Oil prices peaked around June 2014, and began an unprecedented tumble of more than 50%. This somersault took gas prices along. Economists initially rejoiced, figuring that this meant that consumers were going to spend the extra disposable income.
That did not happen.
Instead, consumer savings increased. Towards the end of last year, we did see an initially jump in consumer spending, as measured by the pace of real Personal Consumption Expenditures, and highlighted by Morgan Stanley.
In the fourth quarter of 2014, real PCE rose 4.4%, faster than the 2% average of the last four years. But then in the first quarter, real PCE plunged to 2.1%. Economists were baffled, and began to admit that Americans were saving — not spending — the extra income that some had called a “tax break” or “windfall.”
The other big sign of weak consumer spending came through in the retail sales data, which read below expectations for much of the first half of 2015, prompting economists to say that the consumer could be a huge slowdown to economic growth.
In a note last month, Morgan Stanley’s chief US economist Ellen Zentner said: “Given its prominent role in the US economy, the consumer represents both the biggest upside and downside risks to growth.”
Things got even worse when we learned that the economy actually contracted to start the year. Economists had forecast that Q1 Gross Domestic Product (GDP) was 1%, but were presented with an initial print of 0.2% that was later revised downwards to -0.7% (This Wednesday, the final GDP print settled at -0.2%).
Despite the quarterly slump, the upward revision brought some comfort to economists.
But the real relief in the data was the upward revision to consumer spending, and what that means going forward.
Consumer spending was revised to 2.1% from 1.8% in Wednesday’s GDP revision.

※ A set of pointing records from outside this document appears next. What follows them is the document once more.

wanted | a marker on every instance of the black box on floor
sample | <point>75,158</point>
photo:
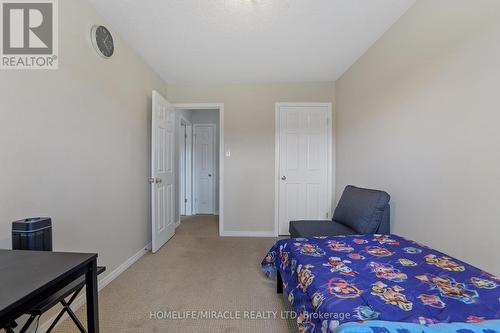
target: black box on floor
<point>32,234</point>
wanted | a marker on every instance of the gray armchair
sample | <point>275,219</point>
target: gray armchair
<point>360,211</point>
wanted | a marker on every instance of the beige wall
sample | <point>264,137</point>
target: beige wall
<point>75,142</point>
<point>418,115</point>
<point>249,133</point>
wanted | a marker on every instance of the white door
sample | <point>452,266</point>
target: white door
<point>182,170</point>
<point>162,175</point>
<point>204,168</point>
<point>304,157</point>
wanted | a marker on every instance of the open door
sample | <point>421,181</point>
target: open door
<point>162,172</point>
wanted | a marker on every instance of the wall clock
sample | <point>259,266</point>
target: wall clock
<point>102,40</point>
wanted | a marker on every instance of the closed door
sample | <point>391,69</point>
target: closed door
<point>182,170</point>
<point>162,174</point>
<point>204,168</point>
<point>304,157</point>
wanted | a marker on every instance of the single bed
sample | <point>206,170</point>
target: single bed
<point>382,283</point>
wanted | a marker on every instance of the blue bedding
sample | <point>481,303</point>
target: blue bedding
<point>354,283</point>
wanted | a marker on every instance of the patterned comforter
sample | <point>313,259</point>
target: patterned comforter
<point>382,283</point>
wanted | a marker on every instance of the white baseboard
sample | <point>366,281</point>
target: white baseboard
<point>80,300</point>
<point>247,233</point>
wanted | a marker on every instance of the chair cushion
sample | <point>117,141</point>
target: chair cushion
<point>318,228</point>
<point>361,209</point>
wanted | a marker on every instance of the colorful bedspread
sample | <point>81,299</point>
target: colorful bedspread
<point>366,280</point>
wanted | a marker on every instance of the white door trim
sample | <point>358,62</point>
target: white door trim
<point>220,107</point>
<point>189,162</point>
<point>214,164</point>
<point>330,177</point>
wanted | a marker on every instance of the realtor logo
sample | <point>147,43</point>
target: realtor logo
<point>29,34</point>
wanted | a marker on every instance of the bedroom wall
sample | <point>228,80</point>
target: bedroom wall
<point>418,116</point>
<point>75,143</point>
<point>249,111</point>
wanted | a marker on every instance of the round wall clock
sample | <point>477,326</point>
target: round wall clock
<point>102,41</point>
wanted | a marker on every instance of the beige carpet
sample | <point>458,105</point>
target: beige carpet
<point>195,271</point>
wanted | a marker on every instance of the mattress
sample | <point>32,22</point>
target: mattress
<point>382,283</point>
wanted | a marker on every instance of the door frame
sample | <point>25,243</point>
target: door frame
<point>214,164</point>
<point>220,107</point>
<point>188,167</point>
<point>330,157</point>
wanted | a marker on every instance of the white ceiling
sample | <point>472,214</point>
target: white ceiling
<point>227,41</point>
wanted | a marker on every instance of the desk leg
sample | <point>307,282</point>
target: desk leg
<point>91,291</point>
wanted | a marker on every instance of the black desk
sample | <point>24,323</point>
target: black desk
<point>28,277</point>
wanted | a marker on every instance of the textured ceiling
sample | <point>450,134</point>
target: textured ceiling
<point>228,41</point>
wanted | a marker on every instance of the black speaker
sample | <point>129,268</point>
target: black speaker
<point>32,234</point>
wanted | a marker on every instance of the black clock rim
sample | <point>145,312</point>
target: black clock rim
<point>96,45</point>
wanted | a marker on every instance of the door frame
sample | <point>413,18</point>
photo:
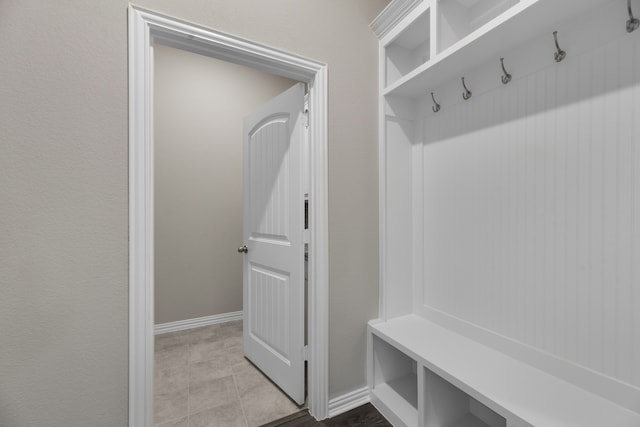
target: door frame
<point>145,29</point>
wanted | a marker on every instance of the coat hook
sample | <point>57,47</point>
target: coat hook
<point>436,106</point>
<point>560,54</point>
<point>467,93</point>
<point>632,23</point>
<point>507,77</point>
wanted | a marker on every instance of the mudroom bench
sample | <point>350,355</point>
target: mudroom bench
<point>422,374</point>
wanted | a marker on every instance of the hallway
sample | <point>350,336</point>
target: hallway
<point>202,379</point>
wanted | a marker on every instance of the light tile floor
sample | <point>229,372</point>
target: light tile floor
<point>203,380</point>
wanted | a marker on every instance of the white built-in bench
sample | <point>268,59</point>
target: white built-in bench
<point>421,374</point>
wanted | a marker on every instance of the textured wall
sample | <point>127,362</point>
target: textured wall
<point>63,214</point>
<point>200,104</point>
<point>63,198</point>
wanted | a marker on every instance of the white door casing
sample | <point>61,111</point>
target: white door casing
<point>145,29</point>
<point>273,225</point>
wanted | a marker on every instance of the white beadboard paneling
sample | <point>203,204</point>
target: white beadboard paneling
<point>271,322</point>
<point>531,209</point>
<point>268,146</point>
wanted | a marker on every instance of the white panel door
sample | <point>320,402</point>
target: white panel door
<point>273,236</point>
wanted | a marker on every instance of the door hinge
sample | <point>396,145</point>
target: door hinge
<point>305,352</point>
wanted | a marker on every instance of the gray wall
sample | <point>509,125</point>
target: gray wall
<point>63,192</point>
<point>200,104</point>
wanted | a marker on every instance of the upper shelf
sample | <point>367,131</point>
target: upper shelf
<point>510,23</point>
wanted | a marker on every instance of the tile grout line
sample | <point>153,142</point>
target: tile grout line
<point>235,383</point>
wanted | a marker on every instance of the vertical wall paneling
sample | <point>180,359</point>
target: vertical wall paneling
<point>531,206</point>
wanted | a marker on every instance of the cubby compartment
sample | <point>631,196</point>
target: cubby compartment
<point>445,405</point>
<point>458,18</point>
<point>409,50</point>
<point>395,382</point>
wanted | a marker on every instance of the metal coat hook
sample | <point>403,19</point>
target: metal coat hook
<point>560,54</point>
<point>632,23</point>
<point>506,78</point>
<point>436,106</point>
<point>467,93</point>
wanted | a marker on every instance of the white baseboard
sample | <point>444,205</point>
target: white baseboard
<point>348,401</point>
<point>181,325</point>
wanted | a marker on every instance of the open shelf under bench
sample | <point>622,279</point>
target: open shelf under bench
<point>522,394</point>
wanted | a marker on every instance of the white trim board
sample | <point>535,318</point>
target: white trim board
<point>145,29</point>
<point>348,401</point>
<point>181,325</point>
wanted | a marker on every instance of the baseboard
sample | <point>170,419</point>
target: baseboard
<point>348,401</point>
<point>181,325</point>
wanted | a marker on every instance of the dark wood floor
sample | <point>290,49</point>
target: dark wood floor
<point>362,416</point>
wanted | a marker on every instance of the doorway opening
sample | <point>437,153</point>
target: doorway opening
<point>146,30</point>
<point>204,369</point>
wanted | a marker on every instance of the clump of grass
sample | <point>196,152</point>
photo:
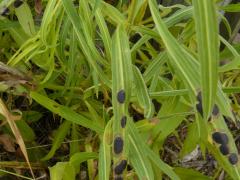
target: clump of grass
<point>114,81</point>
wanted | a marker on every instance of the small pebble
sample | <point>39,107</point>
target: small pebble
<point>17,3</point>
<point>224,150</point>
<point>220,138</point>
<point>215,111</point>
<point>120,167</point>
<point>121,96</point>
<point>233,158</point>
<point>118,145</point>
<point>123,121</point>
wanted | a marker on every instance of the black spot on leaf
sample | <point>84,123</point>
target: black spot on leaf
<point>118,145</point>
<point>5,12</point>
<point>224,149</point>
<point>17,3</point>
<point>233,158</point>
<point>215,111</point>
<point>123,121</point>
<point>199,104</point>
<point>121,96</point>
<point>220,138</point>
<point>118,178</point>
<point>120,167</point>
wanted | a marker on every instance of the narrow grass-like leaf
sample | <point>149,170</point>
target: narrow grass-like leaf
<point>104,32</point>
<point>58,139</point>
<point>122,76</point>
<point>25,18</point>
<point>231,7</point>
<point>208,50</point>
<point>176,52</point>
<point>138,157</point>
<point>142,93</point>
<point>65,112</point>
<point>105,153</point>
<point>80,157</point>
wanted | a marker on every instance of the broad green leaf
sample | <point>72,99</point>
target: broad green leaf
<point>91,56</point>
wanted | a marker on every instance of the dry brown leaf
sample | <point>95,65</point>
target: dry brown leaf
<point>11,121</point>
<point>7,142</point>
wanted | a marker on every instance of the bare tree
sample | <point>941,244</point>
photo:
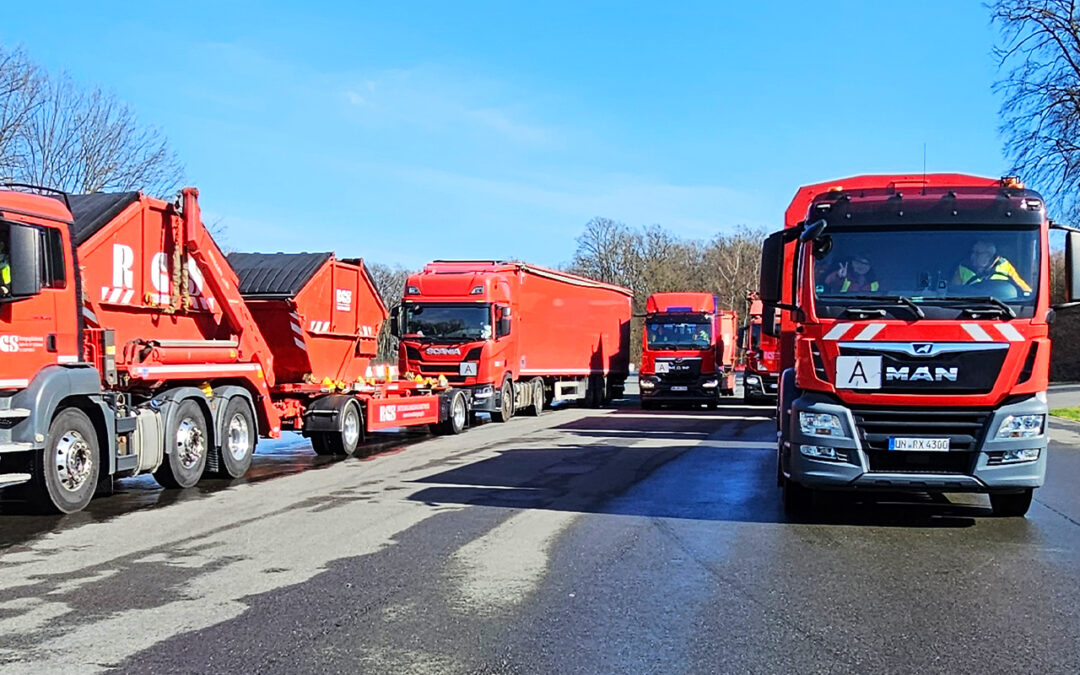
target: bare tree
<point>1039,53</point>
<point>85,140</point>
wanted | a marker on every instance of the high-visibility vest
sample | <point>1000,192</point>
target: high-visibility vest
<point>1001,270</point>
<point>847,284</point>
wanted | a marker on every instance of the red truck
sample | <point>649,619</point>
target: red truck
<point>131,346</point>
<point>514,336</point>
<point>914,337</point>
<point>761,373</point>
<point>688,350</point>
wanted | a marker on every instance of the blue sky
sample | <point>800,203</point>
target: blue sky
<point>406,132</point>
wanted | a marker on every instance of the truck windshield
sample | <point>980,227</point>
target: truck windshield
<point>448,322</point>
<point>927,272</point>
<point>678,335</point>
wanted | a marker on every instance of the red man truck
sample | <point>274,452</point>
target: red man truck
<point>515,336</point>
<point>129,347</point>
<point>914,338</point>
<point>688,351</point>
<point>761,374</point>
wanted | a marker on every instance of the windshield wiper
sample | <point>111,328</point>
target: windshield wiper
<point>997,304</point>
<point>903,300</point>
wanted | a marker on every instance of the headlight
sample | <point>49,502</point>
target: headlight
<point>820,424</point>
<point>1021,427</point>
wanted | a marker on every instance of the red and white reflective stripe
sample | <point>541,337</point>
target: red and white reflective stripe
<point>197,368</point>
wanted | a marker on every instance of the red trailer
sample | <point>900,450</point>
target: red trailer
<point>688,350</point>
<point>138,352</point>
<point>515,336</point>
<point>761,375</point>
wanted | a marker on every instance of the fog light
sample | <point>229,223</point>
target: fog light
<point>818,451</point>
<point>1026,455</point>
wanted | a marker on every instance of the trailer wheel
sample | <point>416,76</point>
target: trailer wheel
<point>1012,504</point>
<point>238,444</point>
<point>66,471</point>
<point>538,394</point>
<point>505,403</point>
<point>348,440</point>
<point>187,442</point>
<point>455,422</point>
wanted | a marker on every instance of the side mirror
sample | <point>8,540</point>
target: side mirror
<point>395,318</point>
<point>502,328</point>
<point>25,260</point>
<point>772,269</point>
<point>1071,267</point>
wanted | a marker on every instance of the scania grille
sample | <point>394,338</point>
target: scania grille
<point>964,429</point>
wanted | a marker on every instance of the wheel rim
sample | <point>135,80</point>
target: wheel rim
<point>240,436</point>
<point>350,431</point>
<point>190,443</point>
<point>75,461</point>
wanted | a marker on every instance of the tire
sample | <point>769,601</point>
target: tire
<point>456,421</point>
<point>187,444</point>
<point>348,440</point>
<point>1012,504</point>
<point>66,472</point>
<point>238,439</point>
<point>321,445</point>
<point>505,403</point>
<point>538,394</point>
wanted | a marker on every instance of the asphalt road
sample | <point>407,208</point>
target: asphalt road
<point>584,541</point>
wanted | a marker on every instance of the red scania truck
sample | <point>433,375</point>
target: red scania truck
<point>515,336</point>
<point>688,350</point>
<point>914,339</point>
<point>761,373</point>
<point>131,346</point>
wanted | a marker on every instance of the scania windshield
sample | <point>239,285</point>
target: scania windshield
<point>664,333</point>
<point>925,272</point>
<point>447,322</point>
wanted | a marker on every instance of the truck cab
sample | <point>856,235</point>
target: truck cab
<point>687,350</point>
<point>926,369</point>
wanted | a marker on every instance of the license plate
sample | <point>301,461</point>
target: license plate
<point>925,445</point>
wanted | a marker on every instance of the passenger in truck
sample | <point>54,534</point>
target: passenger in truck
<point>855,275</point>
<point>984,264</point>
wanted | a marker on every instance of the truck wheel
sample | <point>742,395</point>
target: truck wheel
<point>537,406</point>
<point>238,444</point>
<point>187,443</point>
<point>1012,504</point>
<point>348,440</point>
<point>66,471</point>
<point>507,403</point>
<point>455,422</point>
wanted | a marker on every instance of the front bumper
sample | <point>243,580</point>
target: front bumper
<point>686,391</point>
<point>976,470</point>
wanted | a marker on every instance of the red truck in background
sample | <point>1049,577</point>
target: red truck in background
<point>761,374</point>
<point>131,346</point>
<point>914,337</point>
<point>514,336</point>
<point>688,350</point>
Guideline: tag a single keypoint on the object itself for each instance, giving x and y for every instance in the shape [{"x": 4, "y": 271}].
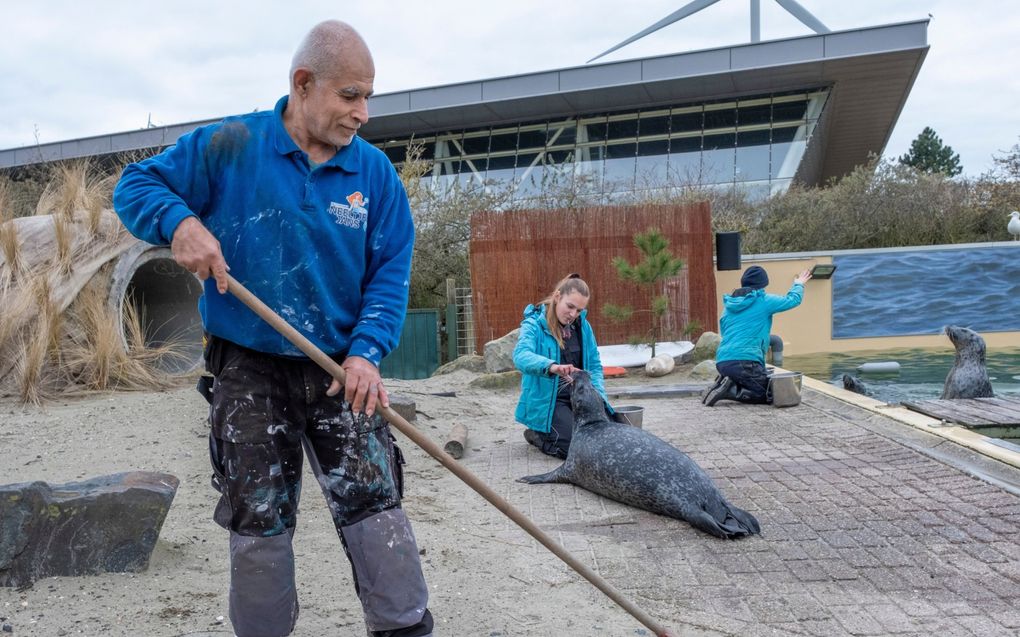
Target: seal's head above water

“You cannot paint a picture of economic weakness or worrisome, lingering slack, if consumers are spending 2%-plus even if other sectors drag growth overall into negative territory,” wrote Bank of Tokyo-Mitsubishi’s Chris Rupkey in a client email on Wednesday after the data release.
And earlier this month, we learned that retail sales bounced back in May, rising 1.2% month-over-month and 2.7% year-over year.
“The US consumer is showing some verve,” wrote Gluskin Sheff’s David Rosenberg in a note to clients on Friday. “All the earlier concerns about saving the gas windfall have vanished into thin air.”
Consumers’ confidence in the economy, and signs of increased spending, come at a time when they are seeing an increase in real wage growth.
“Personal incomes advanced -0.5% for the second straight month, and as with spending, there were upward revisions back to early 2015,” Rosenberg wrote. “Wages rose 0.5% too and are up a nontrivial 5% on a YoY basis. So much for lack of wage growth.”
In June, the University of Michigan’s consumer sentiment index jumped to a five-month high at 96.1, prompting Rupkey to write, “now it looks like that spending spree will continue into June if the consumer puts his money where his mouth is.”
And so with the most recent data pointing to a stronger consumer, there’s renewed confidence that the biggest threat to the economy has been dampened significantly.